In response to findings, NHS England commissioned NHS Digital to create a Reasonable Adjustment Flag on the NHS Spine for the benefit of all relevant patients covered by the definition of impairment under the Equality Act.
This supports the findings of the CIPOLD report and the NHS Long Term Plan requirement that by 2023/24, a ‘digital flag’ in the patient record will ensure staff know a patient has a learning disability or autism.
The first phase of work has seen the capability built into the NHS Spine and available for Flag creation, viewing and update through use of the SCR application (SCRa) and SCRa 1-click enabled clinical systems (initially in Servelec Rio).

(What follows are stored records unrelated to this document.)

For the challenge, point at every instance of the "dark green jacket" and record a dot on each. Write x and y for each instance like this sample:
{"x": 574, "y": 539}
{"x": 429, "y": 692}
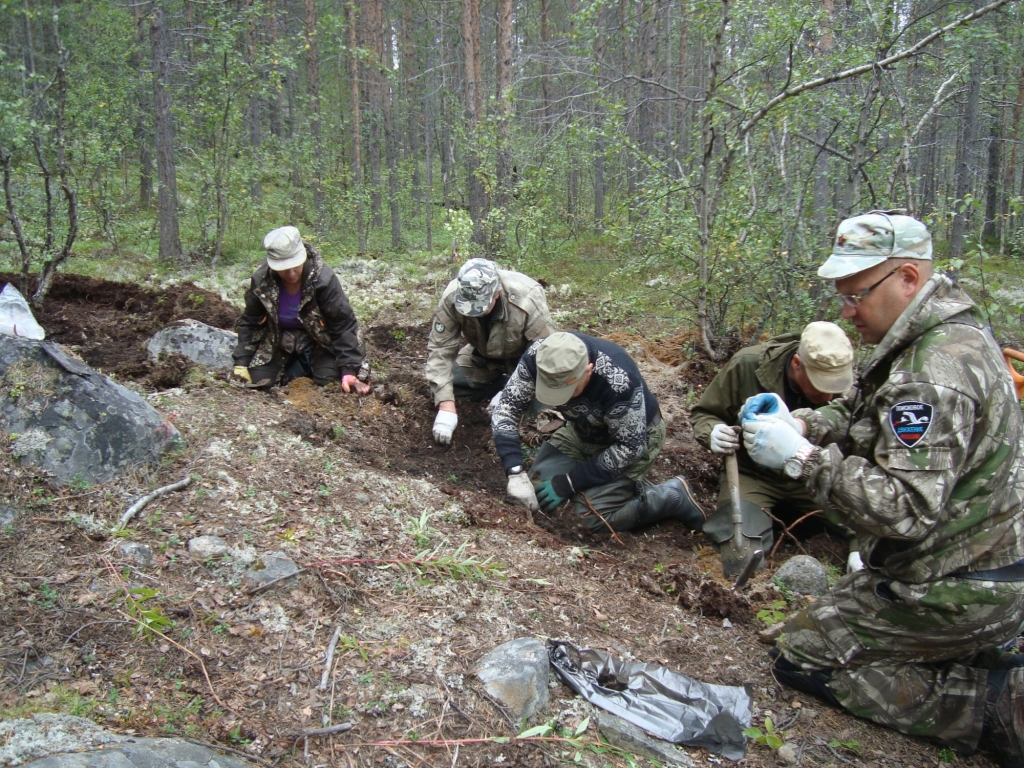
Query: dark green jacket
{"x": 751, "y": 371}
{"x": 324, "y": 311}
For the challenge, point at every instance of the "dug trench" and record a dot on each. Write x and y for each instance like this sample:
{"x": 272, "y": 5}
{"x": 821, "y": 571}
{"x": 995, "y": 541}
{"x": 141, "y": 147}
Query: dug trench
{"x": 411, "y": 556}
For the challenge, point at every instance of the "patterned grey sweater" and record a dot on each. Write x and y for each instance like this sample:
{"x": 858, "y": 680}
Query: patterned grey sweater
{"x": 613, "y": 412}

In addition, a FHIR software Application Programme Interface (API) has been designed for integration of clinical and screening systems with the Flag.

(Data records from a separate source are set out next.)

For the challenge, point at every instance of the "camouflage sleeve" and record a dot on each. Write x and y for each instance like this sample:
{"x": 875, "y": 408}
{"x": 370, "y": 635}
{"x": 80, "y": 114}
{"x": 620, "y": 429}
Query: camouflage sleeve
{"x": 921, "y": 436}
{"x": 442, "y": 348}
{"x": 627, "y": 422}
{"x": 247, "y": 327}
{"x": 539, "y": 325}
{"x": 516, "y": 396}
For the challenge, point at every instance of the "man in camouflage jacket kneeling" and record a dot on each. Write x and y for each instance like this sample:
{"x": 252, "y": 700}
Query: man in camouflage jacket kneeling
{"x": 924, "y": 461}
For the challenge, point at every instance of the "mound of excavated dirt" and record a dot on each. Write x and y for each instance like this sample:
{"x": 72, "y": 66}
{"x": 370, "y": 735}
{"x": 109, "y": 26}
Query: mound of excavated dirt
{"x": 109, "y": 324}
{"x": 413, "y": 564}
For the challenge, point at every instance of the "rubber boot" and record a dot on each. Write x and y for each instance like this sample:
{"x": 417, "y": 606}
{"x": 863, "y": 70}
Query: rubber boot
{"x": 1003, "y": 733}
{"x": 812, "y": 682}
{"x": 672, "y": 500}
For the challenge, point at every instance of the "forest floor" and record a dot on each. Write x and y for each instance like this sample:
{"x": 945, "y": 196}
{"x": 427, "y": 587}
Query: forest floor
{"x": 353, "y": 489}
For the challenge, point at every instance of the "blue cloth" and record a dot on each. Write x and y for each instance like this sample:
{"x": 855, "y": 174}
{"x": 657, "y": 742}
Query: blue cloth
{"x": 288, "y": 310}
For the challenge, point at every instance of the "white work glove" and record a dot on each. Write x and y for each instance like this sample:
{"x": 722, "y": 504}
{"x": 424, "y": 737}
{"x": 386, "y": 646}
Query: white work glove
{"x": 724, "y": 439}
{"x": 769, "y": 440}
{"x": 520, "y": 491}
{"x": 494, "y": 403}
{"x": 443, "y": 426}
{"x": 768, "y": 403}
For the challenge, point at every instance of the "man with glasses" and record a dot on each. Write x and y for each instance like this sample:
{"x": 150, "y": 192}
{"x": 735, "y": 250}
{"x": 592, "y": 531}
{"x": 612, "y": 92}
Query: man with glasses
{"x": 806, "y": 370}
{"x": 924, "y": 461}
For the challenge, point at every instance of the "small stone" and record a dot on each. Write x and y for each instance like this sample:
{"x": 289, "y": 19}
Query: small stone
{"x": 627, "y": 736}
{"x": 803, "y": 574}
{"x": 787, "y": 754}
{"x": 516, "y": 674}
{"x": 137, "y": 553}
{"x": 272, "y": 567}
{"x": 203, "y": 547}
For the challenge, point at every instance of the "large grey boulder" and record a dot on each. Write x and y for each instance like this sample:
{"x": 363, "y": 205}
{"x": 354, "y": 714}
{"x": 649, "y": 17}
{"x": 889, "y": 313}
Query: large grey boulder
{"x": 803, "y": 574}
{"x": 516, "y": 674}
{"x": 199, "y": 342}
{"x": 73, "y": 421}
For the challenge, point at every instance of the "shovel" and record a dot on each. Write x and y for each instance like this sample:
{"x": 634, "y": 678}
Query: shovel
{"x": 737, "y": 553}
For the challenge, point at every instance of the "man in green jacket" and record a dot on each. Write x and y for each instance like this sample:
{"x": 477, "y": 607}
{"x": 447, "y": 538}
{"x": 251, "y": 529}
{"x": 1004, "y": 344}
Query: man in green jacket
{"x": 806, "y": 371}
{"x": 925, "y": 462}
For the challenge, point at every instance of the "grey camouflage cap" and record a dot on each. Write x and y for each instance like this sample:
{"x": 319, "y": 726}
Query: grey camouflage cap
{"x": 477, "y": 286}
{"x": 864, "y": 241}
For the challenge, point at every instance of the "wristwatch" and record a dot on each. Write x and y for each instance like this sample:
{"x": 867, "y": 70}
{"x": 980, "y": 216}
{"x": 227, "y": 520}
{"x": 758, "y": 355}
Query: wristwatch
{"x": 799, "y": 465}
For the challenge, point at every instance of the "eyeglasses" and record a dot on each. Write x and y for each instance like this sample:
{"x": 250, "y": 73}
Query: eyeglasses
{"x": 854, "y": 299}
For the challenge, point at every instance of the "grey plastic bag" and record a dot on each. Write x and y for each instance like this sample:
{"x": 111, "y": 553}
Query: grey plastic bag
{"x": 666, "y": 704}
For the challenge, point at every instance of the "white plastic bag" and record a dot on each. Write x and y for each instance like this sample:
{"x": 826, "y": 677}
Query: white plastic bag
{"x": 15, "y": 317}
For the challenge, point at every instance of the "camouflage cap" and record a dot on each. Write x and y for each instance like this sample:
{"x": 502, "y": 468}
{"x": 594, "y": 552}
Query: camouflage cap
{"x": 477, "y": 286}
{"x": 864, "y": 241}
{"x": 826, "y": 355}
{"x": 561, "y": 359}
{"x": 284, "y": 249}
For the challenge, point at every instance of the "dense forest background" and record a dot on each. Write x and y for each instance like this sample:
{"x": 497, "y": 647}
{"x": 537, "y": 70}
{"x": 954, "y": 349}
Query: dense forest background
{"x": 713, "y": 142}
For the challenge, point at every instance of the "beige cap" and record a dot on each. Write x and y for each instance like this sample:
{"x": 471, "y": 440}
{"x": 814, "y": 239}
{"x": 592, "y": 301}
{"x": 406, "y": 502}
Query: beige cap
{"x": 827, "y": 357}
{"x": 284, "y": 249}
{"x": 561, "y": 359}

The expectation is that technical updates to SCRa and piloting of system integration will be complete towards the end of 2020, when the capability will be made available for wider use across health and care.
For organisations that wish to know more about the future utilisation of the capability and how it complements and extends their existing delivery of reasonable adjustments, please contact: firstname.lastname@example.org
The NHS Digital Implementation and Business Change team are available to talk to you about how you’re already making reasonable adjustments and how the structured approach to the Flag can complement and extend current activity.
How can I help make sure these adjustments are made? Including what digital flagging means for patients a short film is about how sharing information can help staff in health services know the right way to work with people with a learning disability and/or autism.
The inquiry found: 1) The lack of reasonable adjustments … was a contributory factor in a number of deaths. 2) GP referrals commonly did not mention learning disabilities, and hospital ‘ﬂagging’ systems to identify people with learning disabilities who needed reasonable adjustments were limited. 3) There is a need for clear identification of people with learning disabilities on the NHS central registration system and for this information to be made available to care professionals in healthcare record systems. Merely identifying that a person has learning disabilities is not sufﬁcient - this information needs to be supplemented by a statement of the reasonable adjustments required.
All organisations that provide NHS or adult social care must follow the accessible information standard by law. The standard aims to make sure that people who have a disability, impairment or sensory loss are provided with information that they can easily read or understand with support so they can communicate effectively with health and social care services.